Nacional

Palabra y plastilina

Qué peligrosa es la política en España, con esa capacidad de llevarse el lenguaje y depositarlo al uso barato de la prisa. Ahora ha entrado la Constitución o, mejor dicho, la inconstitucionalidad, que es el palabro de moda. La medida de todas las cosas. Hay políticos para todo y también para la semántica. Así, ha salido un castellanomanchego del PP, delegado del Gobierno, soldadito de Rajoy, a pedir que le apliquen a Page el 155 para corregir los problemas de la región a golpe de Estado. Que yo me imagino a Mariano mirando al tipo de reojo, como diciéndole que las bromas o los excesos para otro rato. Y eso que en España la Constitución y el lazo de la Transición eran el botón que pulsar contra la crispación: lo demás, un charco de barro asumido. Ya no. Se ha pasado la última frontera, de vellocino de oro a plastilina, que es el estado natural al que van a morir todas las cosas asfixiadas por la retórica política patria.

Pasó con fascista y, paradojas, ocurre ahora con inconstitucional porque va más rápida la demagogia que la RAE, aun cuando esta última no debe tocar una sola coma en sus entradas del diccionario.
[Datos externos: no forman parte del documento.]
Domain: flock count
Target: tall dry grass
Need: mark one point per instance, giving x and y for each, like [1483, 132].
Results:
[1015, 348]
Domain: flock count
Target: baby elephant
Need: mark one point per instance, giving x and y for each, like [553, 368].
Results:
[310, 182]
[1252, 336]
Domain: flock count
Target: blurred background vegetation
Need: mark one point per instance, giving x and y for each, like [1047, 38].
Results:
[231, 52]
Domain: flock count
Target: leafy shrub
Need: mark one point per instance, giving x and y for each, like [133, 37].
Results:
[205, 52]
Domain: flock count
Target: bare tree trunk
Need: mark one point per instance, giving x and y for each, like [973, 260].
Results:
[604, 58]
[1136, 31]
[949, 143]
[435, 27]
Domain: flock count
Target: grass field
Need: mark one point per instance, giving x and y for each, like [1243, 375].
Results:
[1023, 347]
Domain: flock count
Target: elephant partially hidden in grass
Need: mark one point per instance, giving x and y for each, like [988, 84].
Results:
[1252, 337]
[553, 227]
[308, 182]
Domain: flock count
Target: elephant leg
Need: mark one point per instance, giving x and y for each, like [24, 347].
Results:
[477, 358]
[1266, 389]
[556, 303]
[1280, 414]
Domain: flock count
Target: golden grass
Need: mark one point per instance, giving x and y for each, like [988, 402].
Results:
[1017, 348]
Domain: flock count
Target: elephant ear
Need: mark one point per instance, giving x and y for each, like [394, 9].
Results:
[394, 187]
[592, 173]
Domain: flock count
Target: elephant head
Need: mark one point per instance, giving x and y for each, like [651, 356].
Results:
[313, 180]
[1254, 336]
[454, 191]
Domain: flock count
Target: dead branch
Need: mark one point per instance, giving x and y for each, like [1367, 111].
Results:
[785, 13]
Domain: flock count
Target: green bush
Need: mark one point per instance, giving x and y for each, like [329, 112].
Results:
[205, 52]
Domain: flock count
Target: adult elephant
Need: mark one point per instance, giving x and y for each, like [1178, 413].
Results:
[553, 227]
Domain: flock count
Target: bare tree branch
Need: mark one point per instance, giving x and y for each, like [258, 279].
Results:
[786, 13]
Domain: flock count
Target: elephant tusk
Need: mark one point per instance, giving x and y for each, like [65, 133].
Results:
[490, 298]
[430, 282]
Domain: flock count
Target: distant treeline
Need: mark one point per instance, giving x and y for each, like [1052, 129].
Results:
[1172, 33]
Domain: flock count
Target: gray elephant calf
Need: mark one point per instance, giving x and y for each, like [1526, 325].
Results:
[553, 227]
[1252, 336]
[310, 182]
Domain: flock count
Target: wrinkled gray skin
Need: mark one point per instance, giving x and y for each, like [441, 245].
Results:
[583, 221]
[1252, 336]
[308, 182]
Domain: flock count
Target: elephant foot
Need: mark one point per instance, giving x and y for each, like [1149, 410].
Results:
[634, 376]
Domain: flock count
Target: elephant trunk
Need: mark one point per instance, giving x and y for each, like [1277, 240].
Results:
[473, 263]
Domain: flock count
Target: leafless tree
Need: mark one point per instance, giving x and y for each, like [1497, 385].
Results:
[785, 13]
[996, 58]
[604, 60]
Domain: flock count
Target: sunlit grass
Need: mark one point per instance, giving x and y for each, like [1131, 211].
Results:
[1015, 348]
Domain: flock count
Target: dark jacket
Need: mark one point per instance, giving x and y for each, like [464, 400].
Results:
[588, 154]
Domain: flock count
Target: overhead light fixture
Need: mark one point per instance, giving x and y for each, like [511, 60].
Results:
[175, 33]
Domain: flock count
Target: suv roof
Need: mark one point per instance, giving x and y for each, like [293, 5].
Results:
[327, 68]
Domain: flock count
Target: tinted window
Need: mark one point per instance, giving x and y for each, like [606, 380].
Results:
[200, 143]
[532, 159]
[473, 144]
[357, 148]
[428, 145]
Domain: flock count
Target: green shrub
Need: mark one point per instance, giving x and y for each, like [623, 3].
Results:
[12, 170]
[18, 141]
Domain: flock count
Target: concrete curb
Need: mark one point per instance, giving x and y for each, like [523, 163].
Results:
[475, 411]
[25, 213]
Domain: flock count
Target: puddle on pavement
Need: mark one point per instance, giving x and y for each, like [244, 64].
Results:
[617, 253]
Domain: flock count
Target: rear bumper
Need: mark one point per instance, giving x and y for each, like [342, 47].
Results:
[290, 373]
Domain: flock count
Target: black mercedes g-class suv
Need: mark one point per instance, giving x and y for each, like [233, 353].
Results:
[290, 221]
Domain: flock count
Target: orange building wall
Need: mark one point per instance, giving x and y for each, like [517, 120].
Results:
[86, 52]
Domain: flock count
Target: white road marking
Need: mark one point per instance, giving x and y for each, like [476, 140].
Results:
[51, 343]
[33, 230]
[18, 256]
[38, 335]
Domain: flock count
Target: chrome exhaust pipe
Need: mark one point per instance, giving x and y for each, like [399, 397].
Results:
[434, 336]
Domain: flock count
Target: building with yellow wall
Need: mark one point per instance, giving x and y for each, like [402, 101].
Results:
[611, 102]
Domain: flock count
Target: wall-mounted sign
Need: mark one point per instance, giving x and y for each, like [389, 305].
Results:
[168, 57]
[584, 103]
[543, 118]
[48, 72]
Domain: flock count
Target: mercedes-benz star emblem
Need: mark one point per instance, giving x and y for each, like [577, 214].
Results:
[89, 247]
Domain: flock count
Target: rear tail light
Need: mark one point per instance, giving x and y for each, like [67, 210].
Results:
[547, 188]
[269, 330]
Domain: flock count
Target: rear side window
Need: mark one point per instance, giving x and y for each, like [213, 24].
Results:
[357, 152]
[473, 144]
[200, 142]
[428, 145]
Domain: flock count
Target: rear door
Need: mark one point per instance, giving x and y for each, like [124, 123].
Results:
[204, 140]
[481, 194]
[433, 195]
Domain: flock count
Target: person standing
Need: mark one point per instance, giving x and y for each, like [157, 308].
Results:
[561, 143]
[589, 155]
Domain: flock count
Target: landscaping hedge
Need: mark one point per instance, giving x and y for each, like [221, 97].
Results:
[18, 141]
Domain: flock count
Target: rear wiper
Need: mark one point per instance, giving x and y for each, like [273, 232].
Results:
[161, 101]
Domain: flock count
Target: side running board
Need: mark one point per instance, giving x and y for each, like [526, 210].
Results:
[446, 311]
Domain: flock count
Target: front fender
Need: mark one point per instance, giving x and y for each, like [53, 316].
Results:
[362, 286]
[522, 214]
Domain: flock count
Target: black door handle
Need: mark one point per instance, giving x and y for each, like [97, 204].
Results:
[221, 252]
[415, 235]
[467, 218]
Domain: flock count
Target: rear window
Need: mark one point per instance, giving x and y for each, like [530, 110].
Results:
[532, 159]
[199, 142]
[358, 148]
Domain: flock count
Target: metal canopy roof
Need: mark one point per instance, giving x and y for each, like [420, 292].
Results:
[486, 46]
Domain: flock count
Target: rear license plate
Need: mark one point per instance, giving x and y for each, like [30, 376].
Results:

Es un peligro que amenaza a la institución con frecuencia, cada vez que se advierte un término peyorativo. Si los filólogos tuvieran que hacer caso a las corrientes del pensamiento políticamente correcto que asolan las redes sociales, el diccionario sería una carta escrita a lápiz y una goma de borrar. Como un libro de condolencias en el entierro de un finado vergonzoso. Es un signo de debilidad intelectual de nuestra sociedad, que no necesita definiciones sino manuales de educación para la ciudadanía que le digan lo que tiene que decir.

El ‘fast food’ en el uso de la palabra es el ejemplo más velado de la pérdida constante de personalidad que asola Occidente, y eso otorga una linealidad espantosa de discursos lisérgicos. Ya no hay deudas ni con la poesía: poetas y poetisas jóvenes a los que les queman versos de usar y tirar, predecibles, dolor ‘mainstream’ sobre fondo cuqui que busca el éxito inmediato en las redes sociales: si no se venden libros, habrá que vender entradas a recitales. Todo se ha convertido en un directo amnésico que no quiere saber nada de responsabilidades con el resto. Nadie se acuerda de dar explicaciones.